The historic Carlsberg Brewery site in Copenhagen has opened to the public to become part of the city – and is now seriously embarking on the successful transformation to a dense urban neighbourhood of its own, the Carlsberg City. Transforming many of the preserved buildings, designed by some of the best European architects of the era, the new neighbourhood is at the same time a unique cultural-historical environment and an attractive modern district. New images by Rasmus Hjortshoj shows ADEPTs contribution to the area – Theodora House – shot in a corona-closed Copenhagen.
Theodora House, named after the Carlsberg founder’s daughter, is located right beside the famous Elephants Gate and adapted in materials and scale to its historic surroundings. Part of the building complex is new construction and part of it is re-use of a former yeast storage that used to fill the plot. Only one wing of the storage was preservable and now occupied by office spaces overlooking one of Carlsberg City’s small plazas. The new part of the building is mainly apartments but where it meet the street and plazas is has spaces for shops and cafés.
Theodora House emphasizes the complex character of Carlsberg with facades reflecting local history. Walking around the building it is obvious that it ‘absorbs’ the various brick expressions in the area – making it stand out as both its own and carefully adapted to the neighborhood. The original façade of the Yeast Storage has been preserved. Transition to the new part of the building is carefully handled through the Elephants Gate. The new brick was selected to respect the existing, yet make a modern statement.
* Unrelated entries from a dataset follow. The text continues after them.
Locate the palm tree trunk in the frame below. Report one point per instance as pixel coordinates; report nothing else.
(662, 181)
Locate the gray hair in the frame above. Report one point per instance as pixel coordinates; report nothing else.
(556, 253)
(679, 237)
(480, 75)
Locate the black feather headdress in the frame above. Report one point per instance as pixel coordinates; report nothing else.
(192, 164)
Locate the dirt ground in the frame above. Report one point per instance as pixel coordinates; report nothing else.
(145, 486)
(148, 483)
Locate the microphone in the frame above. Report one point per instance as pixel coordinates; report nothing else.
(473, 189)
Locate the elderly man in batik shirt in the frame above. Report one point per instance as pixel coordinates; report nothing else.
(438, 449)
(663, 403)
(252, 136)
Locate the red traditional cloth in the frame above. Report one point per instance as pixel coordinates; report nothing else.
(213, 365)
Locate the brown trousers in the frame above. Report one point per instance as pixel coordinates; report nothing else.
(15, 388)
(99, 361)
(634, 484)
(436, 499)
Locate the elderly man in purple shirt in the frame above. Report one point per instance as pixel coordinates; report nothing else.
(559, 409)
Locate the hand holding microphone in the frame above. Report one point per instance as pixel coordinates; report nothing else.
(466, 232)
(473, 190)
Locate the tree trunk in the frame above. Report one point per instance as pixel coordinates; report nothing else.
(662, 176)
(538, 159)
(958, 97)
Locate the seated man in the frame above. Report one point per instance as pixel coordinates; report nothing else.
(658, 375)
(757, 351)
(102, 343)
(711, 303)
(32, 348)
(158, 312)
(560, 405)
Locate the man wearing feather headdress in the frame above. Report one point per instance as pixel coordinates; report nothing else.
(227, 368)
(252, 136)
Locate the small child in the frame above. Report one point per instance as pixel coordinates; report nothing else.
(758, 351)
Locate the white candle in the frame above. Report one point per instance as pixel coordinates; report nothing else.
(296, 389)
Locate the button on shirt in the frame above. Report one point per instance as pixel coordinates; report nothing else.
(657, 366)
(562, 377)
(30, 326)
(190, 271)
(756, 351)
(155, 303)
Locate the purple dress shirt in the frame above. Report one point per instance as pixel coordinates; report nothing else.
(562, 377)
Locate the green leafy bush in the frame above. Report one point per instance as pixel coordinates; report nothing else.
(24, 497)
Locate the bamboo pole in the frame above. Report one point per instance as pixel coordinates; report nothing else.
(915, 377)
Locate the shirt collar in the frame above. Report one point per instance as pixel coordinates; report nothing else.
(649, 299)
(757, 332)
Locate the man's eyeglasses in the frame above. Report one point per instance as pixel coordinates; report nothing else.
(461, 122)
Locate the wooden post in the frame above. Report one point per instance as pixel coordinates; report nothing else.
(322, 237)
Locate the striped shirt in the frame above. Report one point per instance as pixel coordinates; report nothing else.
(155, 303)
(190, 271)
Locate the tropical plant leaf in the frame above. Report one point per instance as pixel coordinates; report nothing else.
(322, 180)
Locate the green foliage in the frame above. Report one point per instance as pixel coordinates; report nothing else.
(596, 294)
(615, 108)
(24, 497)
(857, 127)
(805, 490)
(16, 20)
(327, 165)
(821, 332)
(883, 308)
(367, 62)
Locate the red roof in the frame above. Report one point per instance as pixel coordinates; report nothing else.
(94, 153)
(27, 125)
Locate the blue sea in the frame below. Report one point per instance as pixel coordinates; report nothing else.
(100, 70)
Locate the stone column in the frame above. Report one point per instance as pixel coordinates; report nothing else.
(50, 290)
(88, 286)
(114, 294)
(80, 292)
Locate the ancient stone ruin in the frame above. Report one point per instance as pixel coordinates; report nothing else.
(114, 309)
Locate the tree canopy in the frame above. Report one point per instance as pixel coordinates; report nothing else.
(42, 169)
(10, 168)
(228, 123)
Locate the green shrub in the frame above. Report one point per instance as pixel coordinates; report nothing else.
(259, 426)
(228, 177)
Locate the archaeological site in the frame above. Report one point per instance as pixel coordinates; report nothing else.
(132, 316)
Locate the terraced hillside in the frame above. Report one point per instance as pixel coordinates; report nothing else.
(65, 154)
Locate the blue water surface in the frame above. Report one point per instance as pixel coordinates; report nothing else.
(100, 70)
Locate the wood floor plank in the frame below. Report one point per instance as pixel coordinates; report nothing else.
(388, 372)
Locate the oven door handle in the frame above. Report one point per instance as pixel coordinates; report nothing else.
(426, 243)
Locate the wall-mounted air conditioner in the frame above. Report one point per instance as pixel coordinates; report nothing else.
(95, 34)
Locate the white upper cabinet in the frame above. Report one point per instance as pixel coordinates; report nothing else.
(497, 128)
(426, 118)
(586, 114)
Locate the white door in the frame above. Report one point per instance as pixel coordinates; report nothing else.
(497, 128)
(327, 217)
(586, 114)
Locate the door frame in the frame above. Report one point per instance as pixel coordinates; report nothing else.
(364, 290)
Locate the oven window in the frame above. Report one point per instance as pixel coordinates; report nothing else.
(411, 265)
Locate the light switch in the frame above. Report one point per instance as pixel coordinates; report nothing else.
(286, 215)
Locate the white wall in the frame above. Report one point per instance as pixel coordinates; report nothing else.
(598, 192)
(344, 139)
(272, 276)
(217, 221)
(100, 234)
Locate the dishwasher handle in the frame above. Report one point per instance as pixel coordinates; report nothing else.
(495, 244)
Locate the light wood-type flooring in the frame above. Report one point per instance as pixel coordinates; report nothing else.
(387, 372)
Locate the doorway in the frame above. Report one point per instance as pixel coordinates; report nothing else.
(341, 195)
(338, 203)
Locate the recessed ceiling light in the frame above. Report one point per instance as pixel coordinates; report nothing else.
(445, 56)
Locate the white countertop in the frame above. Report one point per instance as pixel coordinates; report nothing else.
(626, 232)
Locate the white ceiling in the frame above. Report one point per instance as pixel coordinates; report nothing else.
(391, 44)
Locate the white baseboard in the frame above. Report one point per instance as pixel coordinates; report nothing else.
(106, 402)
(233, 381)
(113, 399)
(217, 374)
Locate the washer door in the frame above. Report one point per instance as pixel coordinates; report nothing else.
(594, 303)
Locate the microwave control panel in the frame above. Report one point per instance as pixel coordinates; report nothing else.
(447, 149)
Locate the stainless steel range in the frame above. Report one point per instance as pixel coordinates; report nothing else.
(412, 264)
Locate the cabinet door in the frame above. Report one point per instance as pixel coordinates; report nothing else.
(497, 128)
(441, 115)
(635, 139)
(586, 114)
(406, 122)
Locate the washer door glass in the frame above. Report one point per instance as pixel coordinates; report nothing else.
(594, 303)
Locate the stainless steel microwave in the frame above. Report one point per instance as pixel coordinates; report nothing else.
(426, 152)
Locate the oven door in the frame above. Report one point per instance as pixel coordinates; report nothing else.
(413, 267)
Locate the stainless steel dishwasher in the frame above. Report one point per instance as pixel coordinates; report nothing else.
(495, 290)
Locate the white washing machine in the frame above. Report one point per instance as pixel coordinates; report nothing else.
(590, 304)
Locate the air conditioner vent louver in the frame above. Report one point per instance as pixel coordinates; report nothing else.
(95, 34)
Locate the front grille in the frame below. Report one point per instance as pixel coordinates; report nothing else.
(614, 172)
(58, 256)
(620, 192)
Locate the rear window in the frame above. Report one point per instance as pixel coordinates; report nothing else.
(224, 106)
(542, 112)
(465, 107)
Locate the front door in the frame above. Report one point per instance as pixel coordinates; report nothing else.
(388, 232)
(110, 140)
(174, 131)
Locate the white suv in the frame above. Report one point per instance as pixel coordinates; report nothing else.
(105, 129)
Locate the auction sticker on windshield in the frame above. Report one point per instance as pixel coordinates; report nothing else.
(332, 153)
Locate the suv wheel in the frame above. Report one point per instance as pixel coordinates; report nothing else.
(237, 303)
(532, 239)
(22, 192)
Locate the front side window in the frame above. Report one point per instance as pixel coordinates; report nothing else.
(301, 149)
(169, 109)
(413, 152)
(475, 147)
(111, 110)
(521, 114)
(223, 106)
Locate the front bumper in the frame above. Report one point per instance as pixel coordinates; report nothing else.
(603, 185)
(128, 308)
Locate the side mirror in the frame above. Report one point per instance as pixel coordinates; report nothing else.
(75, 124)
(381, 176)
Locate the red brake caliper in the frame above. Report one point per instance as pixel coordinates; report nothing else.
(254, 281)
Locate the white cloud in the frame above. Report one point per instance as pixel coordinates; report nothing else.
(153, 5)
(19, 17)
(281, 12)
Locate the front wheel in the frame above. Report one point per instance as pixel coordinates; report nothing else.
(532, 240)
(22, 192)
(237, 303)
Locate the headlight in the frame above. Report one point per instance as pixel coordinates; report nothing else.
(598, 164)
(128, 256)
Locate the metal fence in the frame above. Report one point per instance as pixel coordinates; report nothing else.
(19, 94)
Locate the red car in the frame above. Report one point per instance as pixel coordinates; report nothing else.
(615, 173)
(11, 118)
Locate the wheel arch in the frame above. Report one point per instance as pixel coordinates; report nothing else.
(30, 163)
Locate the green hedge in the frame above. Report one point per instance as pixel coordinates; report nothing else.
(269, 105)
The curved brick that identifies the facade to the North was designed for the building in close collaboration with the brick manufacturer. The curves gives a varied play of texture that gradient towards the roof. The gates facing the street shows motives from the history of the Yeast Storage. The inner courtyard makes a strong contrast to the brick facades, and here, in time, green walls will embrace a small resident’s garden.